Cuando volvió a hablar, su voz fue firme, autoritaria:

—Empecemos con ese asunto de la sequía. ¿Cuál es el es­tado de las reservas de agua de la ciudad? Y denme una estima­ción de lo rápido que podríamos construir más canales de riego para suministrar agua a las plantaciones de trigo.

El ministro de Agricultura levantó la mano y se ofreció a responder.

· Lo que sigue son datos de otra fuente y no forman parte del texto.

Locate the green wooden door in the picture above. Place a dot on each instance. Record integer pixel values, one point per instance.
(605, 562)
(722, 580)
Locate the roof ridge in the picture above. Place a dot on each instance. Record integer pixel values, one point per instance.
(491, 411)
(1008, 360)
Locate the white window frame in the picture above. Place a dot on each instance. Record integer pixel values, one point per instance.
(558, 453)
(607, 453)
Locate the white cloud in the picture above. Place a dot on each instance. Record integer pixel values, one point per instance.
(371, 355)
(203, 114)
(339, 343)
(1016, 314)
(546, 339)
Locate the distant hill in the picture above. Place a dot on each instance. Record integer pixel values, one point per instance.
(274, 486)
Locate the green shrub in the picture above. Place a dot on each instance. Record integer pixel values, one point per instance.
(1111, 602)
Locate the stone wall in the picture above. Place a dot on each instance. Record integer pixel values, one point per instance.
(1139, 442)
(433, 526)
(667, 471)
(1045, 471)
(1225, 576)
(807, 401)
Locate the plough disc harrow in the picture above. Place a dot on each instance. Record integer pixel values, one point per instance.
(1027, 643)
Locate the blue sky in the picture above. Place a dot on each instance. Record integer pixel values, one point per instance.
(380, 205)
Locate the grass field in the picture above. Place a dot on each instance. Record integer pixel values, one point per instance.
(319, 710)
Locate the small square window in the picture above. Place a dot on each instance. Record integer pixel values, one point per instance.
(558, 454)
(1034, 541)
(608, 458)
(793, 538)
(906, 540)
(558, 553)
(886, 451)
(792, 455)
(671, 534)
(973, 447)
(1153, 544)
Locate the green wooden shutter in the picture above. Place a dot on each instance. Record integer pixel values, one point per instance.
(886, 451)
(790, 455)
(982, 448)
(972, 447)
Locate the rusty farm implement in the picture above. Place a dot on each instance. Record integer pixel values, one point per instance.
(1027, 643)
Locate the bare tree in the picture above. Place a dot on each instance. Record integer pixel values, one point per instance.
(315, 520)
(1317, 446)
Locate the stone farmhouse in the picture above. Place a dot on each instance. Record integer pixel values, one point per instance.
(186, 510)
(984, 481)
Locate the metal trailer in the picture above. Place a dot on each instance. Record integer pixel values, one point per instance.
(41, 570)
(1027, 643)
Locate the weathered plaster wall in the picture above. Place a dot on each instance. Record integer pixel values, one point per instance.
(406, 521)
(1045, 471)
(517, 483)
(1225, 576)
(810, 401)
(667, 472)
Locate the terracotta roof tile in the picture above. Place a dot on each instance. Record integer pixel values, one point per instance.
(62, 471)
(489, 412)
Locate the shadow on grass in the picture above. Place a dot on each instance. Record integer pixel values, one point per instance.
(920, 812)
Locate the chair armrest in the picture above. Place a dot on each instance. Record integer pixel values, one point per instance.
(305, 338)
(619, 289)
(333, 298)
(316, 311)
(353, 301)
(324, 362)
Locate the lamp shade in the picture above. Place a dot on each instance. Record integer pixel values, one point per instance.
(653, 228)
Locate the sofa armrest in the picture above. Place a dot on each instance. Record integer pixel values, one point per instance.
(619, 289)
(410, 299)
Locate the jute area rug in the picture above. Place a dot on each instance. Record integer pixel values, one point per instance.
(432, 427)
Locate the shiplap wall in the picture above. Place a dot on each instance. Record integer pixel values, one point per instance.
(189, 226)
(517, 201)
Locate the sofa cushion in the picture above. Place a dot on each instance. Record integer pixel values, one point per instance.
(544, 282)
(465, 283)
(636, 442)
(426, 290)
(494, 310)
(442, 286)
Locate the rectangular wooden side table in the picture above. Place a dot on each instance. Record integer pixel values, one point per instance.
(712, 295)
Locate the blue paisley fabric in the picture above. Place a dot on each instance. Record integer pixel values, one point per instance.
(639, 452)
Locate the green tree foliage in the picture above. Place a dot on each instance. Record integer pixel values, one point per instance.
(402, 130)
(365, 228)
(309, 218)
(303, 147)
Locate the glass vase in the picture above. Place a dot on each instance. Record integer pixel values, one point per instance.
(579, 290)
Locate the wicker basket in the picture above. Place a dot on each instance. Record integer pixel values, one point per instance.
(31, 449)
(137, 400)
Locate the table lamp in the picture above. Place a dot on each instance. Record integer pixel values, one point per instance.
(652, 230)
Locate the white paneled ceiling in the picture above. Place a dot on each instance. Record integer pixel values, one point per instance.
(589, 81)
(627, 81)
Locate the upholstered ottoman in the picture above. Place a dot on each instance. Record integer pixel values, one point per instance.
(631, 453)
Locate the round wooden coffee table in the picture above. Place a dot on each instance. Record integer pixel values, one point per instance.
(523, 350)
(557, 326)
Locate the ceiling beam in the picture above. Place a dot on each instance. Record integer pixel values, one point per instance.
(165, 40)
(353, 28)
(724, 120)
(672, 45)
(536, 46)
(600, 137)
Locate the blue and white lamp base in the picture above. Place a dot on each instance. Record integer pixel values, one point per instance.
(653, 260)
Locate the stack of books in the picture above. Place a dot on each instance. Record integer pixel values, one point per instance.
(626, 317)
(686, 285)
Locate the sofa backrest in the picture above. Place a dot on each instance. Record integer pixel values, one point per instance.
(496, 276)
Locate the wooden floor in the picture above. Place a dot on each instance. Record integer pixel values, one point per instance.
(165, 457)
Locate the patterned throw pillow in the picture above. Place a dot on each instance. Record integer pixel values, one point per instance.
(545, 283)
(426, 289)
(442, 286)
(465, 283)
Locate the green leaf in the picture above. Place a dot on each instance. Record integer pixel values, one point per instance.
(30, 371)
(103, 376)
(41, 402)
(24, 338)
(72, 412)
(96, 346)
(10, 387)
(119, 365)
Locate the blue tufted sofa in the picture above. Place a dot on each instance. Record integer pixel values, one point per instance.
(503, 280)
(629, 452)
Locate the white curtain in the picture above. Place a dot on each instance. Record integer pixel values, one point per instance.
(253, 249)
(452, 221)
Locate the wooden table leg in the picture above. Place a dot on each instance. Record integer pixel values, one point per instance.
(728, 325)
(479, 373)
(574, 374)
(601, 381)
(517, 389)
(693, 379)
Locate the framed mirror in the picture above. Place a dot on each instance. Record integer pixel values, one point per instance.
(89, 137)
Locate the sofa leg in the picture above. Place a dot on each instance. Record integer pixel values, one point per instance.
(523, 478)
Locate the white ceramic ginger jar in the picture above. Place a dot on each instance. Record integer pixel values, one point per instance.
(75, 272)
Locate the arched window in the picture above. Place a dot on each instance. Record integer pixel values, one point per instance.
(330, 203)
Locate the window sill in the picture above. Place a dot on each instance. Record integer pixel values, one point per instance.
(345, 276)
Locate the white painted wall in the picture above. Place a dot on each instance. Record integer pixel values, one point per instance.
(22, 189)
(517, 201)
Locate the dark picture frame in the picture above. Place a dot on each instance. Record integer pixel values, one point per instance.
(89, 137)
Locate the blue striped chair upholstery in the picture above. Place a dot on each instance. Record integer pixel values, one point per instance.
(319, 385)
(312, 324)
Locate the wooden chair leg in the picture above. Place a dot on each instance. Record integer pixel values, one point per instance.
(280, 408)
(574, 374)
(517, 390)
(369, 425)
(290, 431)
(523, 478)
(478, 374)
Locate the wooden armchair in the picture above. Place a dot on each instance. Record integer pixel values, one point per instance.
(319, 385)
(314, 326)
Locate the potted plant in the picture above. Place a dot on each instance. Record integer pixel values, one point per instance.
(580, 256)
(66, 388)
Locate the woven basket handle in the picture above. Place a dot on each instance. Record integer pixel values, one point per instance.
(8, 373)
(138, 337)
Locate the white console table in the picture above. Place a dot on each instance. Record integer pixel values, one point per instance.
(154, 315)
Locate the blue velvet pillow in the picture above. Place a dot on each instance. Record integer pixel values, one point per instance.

Rafe le escuchó con atención, tratando de recuperar el equi­librio. Por el rabillo del ojo vio que su padre bajaba la cabeza y sonreía satisfecho.


Capítulo cuatro
Dani se despertó con la luz de la mañana que atravesaba sua­vemente la muselina del dosel de su cama, que hacía las veces de mosquitera. La luz enfocaba los tonos desvaídos del viejo mobi­liario. Las paredes del dormitorio aparecían revestidas de un monótono estuco. Arrugó la nariz al sentir el dolor ardiente de su brazo y volvió a cerrar los ojos al recordar la mala noche que había pasado.

Después de la visita del príncipe, Dani había tenido que ca­balgar hasta el pueblo para comunicarle a la viuda de los Gabbiano lo que le había ocurrido a sus hijos. Sin duda, había sido una de las cosas más duras que Dani había tenido nunca que ha­cer. Entre el temor por los chicos, el dolor de su brazo y el re­cuerdo de la conversación mantenida con el príncipe Raffaele, apenas había podido pegar ojo. Y eso que la jornada iba a exigir de ella todas sus energías.